Back in the 1970s when I was an elementary and junior high science teacher, one of my students brought to our classroom a Cedar Waxwing that had become intoxicated on berries. During its drunken reverie, it must have flown into something, because it had a sprained wing. So for several days we kept it in my classroom, which we dubbed the Ms. Erickson Detox Center. My students helped me feed it mealworms and berries, and when it was ready to be released, we took a field trip to my favorite spot in Madison, Picnic Point, where we let it go.
I did a little research about intoxication in birds at that point, though I didn’t think I’d encounter another tipsy bird in my lifetime—it seemed too bizarre and random. But not too many years later, after we’d moved to Duluth, when I was a licensed rehabber, I was brought an intoxicated Bohemian Waxwing found by the Miller Hill Mall.
This happens more often than you’d think, and we’ve been learning in recent years that some ornamental berry trees can be toxic, leading to “drunken” behavior, even without fermenting. But that is not what is happening in Duluth right now, and I suspect it’s not happening in very big numbers in Gilbert, either, despite the national news.

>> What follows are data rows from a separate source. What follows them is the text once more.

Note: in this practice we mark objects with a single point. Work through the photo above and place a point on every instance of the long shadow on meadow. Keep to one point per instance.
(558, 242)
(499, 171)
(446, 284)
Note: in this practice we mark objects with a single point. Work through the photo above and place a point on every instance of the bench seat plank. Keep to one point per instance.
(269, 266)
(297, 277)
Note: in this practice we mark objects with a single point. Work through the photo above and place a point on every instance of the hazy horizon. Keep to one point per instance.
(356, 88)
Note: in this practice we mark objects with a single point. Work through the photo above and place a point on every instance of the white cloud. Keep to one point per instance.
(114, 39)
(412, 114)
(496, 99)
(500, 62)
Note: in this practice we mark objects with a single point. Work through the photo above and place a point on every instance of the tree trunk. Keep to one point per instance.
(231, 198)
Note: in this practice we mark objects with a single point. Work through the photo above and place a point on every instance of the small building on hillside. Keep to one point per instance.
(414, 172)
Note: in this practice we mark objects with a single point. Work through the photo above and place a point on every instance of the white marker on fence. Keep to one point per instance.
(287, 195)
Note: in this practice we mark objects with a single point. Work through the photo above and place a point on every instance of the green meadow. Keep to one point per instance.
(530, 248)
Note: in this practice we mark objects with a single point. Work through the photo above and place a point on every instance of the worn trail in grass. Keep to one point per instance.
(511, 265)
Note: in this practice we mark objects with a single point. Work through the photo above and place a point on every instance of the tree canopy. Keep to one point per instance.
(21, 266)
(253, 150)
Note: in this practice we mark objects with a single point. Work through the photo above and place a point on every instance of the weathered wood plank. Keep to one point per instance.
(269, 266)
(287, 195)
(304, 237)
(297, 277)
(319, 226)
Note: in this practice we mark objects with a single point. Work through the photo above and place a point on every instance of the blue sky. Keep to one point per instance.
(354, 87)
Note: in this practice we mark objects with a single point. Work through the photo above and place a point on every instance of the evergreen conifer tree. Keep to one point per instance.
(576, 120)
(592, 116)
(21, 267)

When birds collide with windows, they act very disoriented, usually because they have head injuries from the impact. We’ve long known in Duluth that birds hit windows in exceptional numbers during migration, because as a migration hotspot, so many birds are here in the first place. For decades I’ve been helping people find ways to make their own windows safer for birds—my book 101 Ways to Help Birds and now my webpages devoted to that include lots of strategies, and I’ve written and spoken extensively on the topic since the 80s. Glass is a killer—Daniel Klem of Muhlenberg College has spent his career studying the problem. He discovered that fully 50 percent of birds that hit glass and seem to come to eventually die from hematomas and other brain injuries. So it’s a problem that needs to be addressed.
Migrating birds suffer another huge problem as they pass through northland towns and cities—they get hit by cars. Yellow-rumped and Palm Warblers spend a lot of time on the ground and in low shrubs during migration, especially when temperatures are low, because more insects are active lower down than at treetop level in the cold.
This year, these warblers and a host of sparrows have flooded through northern Minnesota in the past week, making it pretty much impossible for people to miss noticing them. I’ve seen lots of roadkill on Arrowhead Road and London Road. These birds came from much further north, and haven’t developed strategies for dealing with objects moving at high speed. It’s not too hard to avoid hitting them when driving 25, but as soon as we get over 30 miles per hour, we can’t avoid hitting these little birds.
Informing people about issues of fermenting berries is a good thing—knowledge is power. And a funny story about drunken birds may be more welcome right now than stories about sexual assaults by drunken college students. But the story of drunken birds in Gilbert has become completely overblown, leading to misinformation. Yesterday, one of my friends photographed five dead birds under a window at Essentia, a big medical establishment here in Duluth.
The birds were a variety of warblers—insectivores, not fruit-eaters. This happens every year—I bet this year huge numbers are dying at the Vikings Stadium. My friend took the photo because Essentia is planning a new building project, and she is trying to persuade them to use more visible glass in it. But while she was taking the picture, someone told her the birds had been drunk—she’d read about it in the paper. NO! The birds died because they were passing through and hit the glass. If the news about drunken birds leads people to take less seriously the serious issue of bird collisions with glass, that misinformation campaign will have done a grave disservice. It's time for us to sober up.